Walden’s enthusiasms evolved over time and included music (as reflected by his brief attempts at composition), literature, painting, and finally left-wing politics. In 1904, he founded the Society for Art [Verein für Kunst], which aimed to promote young writers like Thomas and Heinrich Mann, Alfred Döblin, and Gottfried Benn. In 1910, Walden began publishing Der Sturm [The Storm], a journal crucial to the spread of Expressionism in both literature and the visual arts. Walden venture’s benefited from both the financial and moral support of Karl Kraus, the editor of Die Fackel [The Torch] in Vienna. It was Kraus who encouraged Walden to publish Oskar Kokoschka’s illustrated Expressionist drama, Murderer, the Hope of Women [Mörder, Hoffnung der Frauen], in his first issue. Walden eventually went on to found a school, gallery, and theater all under the same name. It was also under the “brand name” Sturm that Walden showcased the newest trends in art: in March 1912, he exhibited work by the Munich-based artists’ group Der Blaue Reiter, and in 1913 he hosted the “Fall Salon” [Herbstsalon or Salon d’Automne], which included works by Delaunay, Léger, Picabia, and Kandinsky.
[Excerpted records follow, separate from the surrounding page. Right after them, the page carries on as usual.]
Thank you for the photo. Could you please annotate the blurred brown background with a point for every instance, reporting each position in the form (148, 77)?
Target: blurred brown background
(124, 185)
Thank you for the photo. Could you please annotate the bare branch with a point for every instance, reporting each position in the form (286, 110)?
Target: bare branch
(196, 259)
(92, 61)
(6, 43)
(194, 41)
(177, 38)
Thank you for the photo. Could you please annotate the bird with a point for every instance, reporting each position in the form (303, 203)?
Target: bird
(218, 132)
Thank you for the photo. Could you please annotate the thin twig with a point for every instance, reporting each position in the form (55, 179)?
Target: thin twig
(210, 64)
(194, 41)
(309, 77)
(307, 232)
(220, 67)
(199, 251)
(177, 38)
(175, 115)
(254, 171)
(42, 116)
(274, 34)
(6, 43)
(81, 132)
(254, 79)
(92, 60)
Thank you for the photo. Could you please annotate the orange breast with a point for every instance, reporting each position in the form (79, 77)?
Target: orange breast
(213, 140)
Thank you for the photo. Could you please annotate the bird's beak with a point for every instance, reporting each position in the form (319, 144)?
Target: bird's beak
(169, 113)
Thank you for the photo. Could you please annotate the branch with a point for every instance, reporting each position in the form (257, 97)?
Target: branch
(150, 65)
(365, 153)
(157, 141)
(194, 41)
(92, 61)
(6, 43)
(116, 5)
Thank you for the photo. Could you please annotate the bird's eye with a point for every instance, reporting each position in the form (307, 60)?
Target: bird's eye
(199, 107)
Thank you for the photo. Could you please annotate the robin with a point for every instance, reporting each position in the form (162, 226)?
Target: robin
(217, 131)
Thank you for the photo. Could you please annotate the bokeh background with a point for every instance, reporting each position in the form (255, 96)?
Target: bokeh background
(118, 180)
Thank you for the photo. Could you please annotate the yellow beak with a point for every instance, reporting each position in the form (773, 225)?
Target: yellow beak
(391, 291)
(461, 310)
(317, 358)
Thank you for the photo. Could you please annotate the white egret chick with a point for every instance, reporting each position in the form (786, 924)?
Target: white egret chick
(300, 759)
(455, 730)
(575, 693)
Walden’s growing interest in the visual arts was no doubt influenced by his 1912 marriage to Swedish painter Nell Roslund (1887-1975). After World War I, however, he became more involved with leftist politics, using Der Sturm as a mouthpiece for political views (as a result of which the journal is said to have declined in influence). Walden continued to be active as a publisher, gallery owner, and art dealer until 1931. In 1932, he emigrated to the Soviet Union with his wife and child and began working as a language teacher and editor. In 1941, he was arrested for his modernist proclivities and sent to a labor camp, where he died the same year.